Determination of Acid–Base and Complexing Parameters of Chlorine-Substituted Trifluorobenzoylacetone in Water Medium

Abstract

In this work, we study the behavior of 1-(4-chlorophenyl)-4,4,4-trifluoro-1,3-butanedione (ClTFBA) using a spectrophotometric technique under various conditions. Acid–base characteristics have been studied in citrate-phosphate buffer and hydrochloric acid solutions. Dissociation constants were determined in the pH range 3.0–8.0 for three ionic strengths (I = 0.1, 0.5, and 1.0 M; NaCl).

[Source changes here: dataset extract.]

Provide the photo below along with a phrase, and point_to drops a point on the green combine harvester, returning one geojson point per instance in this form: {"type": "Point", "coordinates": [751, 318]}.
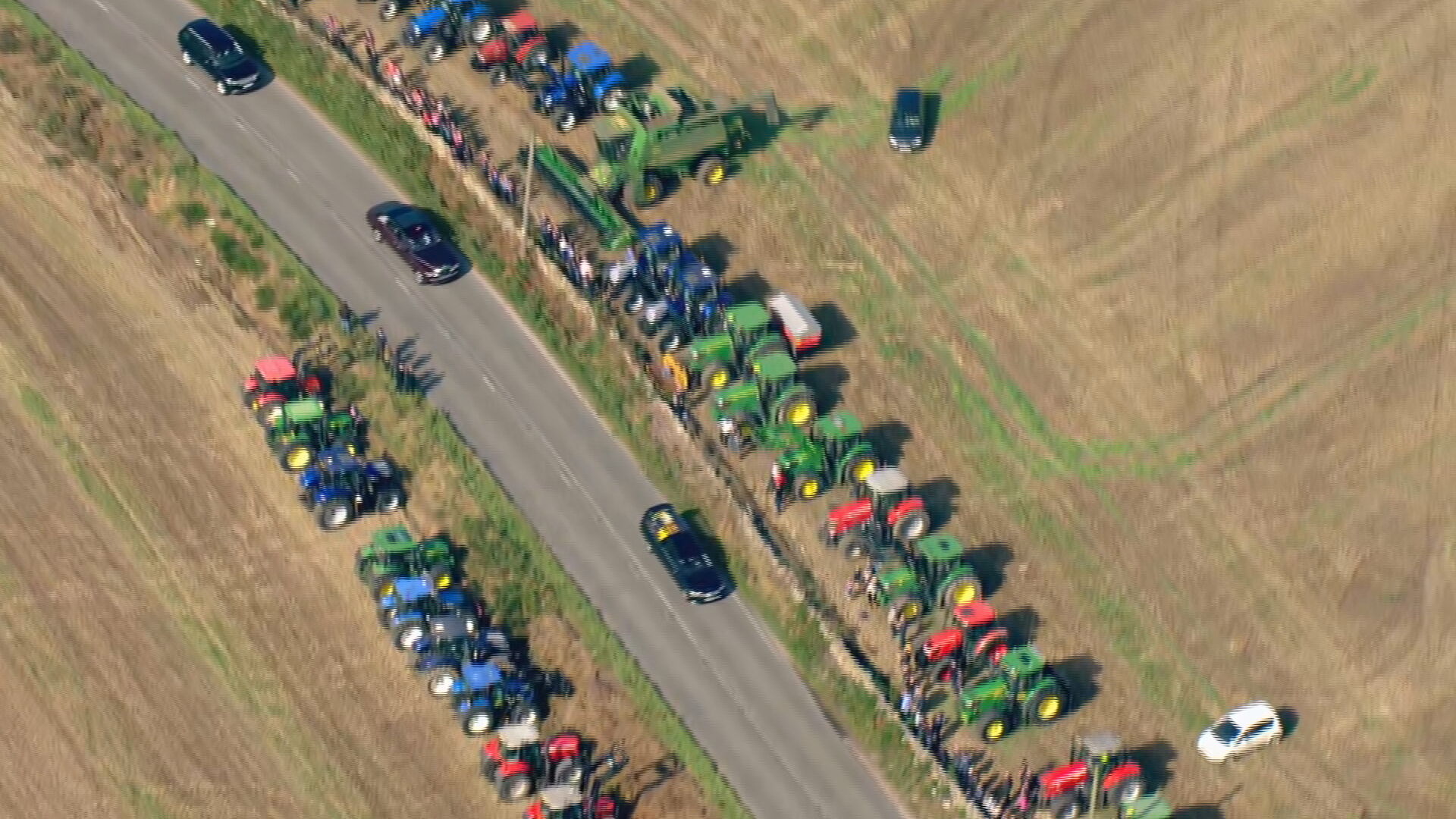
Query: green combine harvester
{"type": "Point", "coordinates": [647, 145]}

Protonation equilibria have been investigated in concentrated HCl by the nonlinear Cox–Yeats method. The interaction between ClTFBA and rare-earth metals was examined in glycine and acetate buffers. Stability constants of monocomplexes were obtained for trivalent metals—Sc, Y, La, Ce, Pr, Nd, Sm, Eu, Gd, Tb, Dy, Ho, Er, Tm, Yb, and Lu. The received formation constants lie from 4.5 to 11.8 logarithmic units. Analysis of the results shows that the thermodynamic stability of complexes increased from Ce(III) to Lu(III) and has a linear correlation with the ionic potential. The relationship described in this work demonstrates the electrostatic nature of the M(III)–ClTFBA bonds. Pronounced ionic character, observed for complexes with Ce, Pr, Nd, Sm, Eu, and Gd, points to high charge carrier mobility for these compounds and iterates the appropriateness to use the studied complexes to generate new organic light-emitting diode materials. Equilibrium and spectral characteristics were reproduced by density functional theory (DFT) and time-dependent DFT calculations performed using different basis sets and exchange–correlation functionals.